DUTCH ISPS ISSUE WARNINGS TO FILE TRADERS
Five Internet service providers (ISPs) in the Netherlands have agreed
to send notices from the Brain Institute, the antipiracy arm of the
country's entertainment industries, to subscribers suspected of
illegally trading copyrighted music, movies, and software. The ISPs did
not go so far, however, as agreeing to disclose the identities of those
users to entertainment companies. Maaike Scholten, spokesperson for two
of the five ISPs, described the move as "a service, a warning to
clients that they are doing things that are against the law." In 2003,
the Dutch Supreme Court ruled that file-sharing applications are legal,
leaving copyright owners the option of pursuing individuals who use
such applications for copyright violations, as in the United States.
Tim Kuik, director of the Brain Institute, said his organization hopes
to reach settlements with illegal file traders but anticipates it will
be forced to file civil lawsuits against some.

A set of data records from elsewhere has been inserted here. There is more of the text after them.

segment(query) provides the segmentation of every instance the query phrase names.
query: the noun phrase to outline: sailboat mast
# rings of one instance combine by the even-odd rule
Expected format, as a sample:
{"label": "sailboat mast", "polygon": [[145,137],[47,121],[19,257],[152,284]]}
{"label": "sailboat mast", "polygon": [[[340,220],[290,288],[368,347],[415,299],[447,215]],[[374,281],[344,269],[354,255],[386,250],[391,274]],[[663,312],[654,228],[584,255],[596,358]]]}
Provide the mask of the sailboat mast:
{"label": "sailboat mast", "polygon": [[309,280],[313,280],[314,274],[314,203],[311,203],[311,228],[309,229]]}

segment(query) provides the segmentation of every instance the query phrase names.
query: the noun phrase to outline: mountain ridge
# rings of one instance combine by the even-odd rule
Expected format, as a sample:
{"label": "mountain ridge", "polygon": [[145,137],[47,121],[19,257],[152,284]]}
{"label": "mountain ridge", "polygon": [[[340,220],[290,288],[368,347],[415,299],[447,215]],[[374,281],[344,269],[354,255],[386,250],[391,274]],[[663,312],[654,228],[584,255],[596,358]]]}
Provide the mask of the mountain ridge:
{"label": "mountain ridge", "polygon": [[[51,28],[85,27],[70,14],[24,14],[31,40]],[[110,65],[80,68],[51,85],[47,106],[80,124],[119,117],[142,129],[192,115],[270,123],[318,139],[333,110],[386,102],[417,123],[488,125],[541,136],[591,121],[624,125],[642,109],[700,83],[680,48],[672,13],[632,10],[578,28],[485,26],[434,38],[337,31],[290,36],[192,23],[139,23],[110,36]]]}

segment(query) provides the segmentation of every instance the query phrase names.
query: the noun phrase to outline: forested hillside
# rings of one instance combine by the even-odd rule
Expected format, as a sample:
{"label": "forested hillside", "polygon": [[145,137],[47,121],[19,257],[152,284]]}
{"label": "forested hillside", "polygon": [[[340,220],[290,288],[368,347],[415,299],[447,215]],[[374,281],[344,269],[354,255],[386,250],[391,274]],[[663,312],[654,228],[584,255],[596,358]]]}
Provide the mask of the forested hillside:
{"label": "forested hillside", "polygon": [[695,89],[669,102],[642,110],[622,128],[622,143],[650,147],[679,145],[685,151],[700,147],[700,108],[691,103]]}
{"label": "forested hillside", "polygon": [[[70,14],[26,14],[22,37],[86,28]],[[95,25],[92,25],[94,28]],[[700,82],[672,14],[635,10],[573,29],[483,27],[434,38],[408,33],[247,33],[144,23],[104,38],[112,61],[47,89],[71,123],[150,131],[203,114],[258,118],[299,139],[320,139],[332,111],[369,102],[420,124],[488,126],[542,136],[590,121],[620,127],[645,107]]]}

Associated Press, 14 March 2005
http://www.usatoday.com/tech/world/2005-03-14-dutch-download_x.htm

SWEDEN RAIDS ISP FOR FILE TRADING
Police in Sweden raided the Stockholm offices of Bahnhof, the
country's largest and oldest Internet service provider (ISP), long
suspected of facilitating rampant copyright violations. According to
John Malcolm of the Motion Picture Association of America (MPAA), which
had urged Swedish authorities to carry out such a raid, Bahnhof
operated some of the largest and fastest servers in Europe. Of the four
servers seized in the raid, one is thought to be the largest pirate
server in Europe, according to the MPAA. Malcolm said the raid
uncovered evidence not only of organized piracy in Sweden but also of
such activity throughout Europe. Equipment seized in the raid
reportedly contained 1,800 digital movies, 5,000 software files, and
450,000 audio files.
Reuters, 11 March 2005
http://www.reuters.com/newsArticle.jhtml?storyID=7882727

CHICAGO LOOKS AT CITY-WIDE WI-FI
Officials in Chicago have authorized a study of the feasibility of a
city-wide wireless network, despite a bill in the state legislature
that would ban municipalities from acting as utilities for such
services. Reportedly at the urging of commercial broadband providers,
State Sen. Steven Rauschenberger introduced a bill that would forbid
cities from either offering broadband service or "reselling" such
service to a company that would then manage it. Alderman Edward Burke
said he would introduce legislation that would give the city the right
to install a broadband wireless network before the state could pass the
law that would prevent it. Christopher O'Brien, chief information
officer for Chicago, said a city-wide network would likely consist of
about 7,500 antennas on light poles and would cost more than $18
million. One option, said O'Brien, would be to enter into an agreement
with a company that would install and maintain the network and would
pay the city rent for the use of the light poles.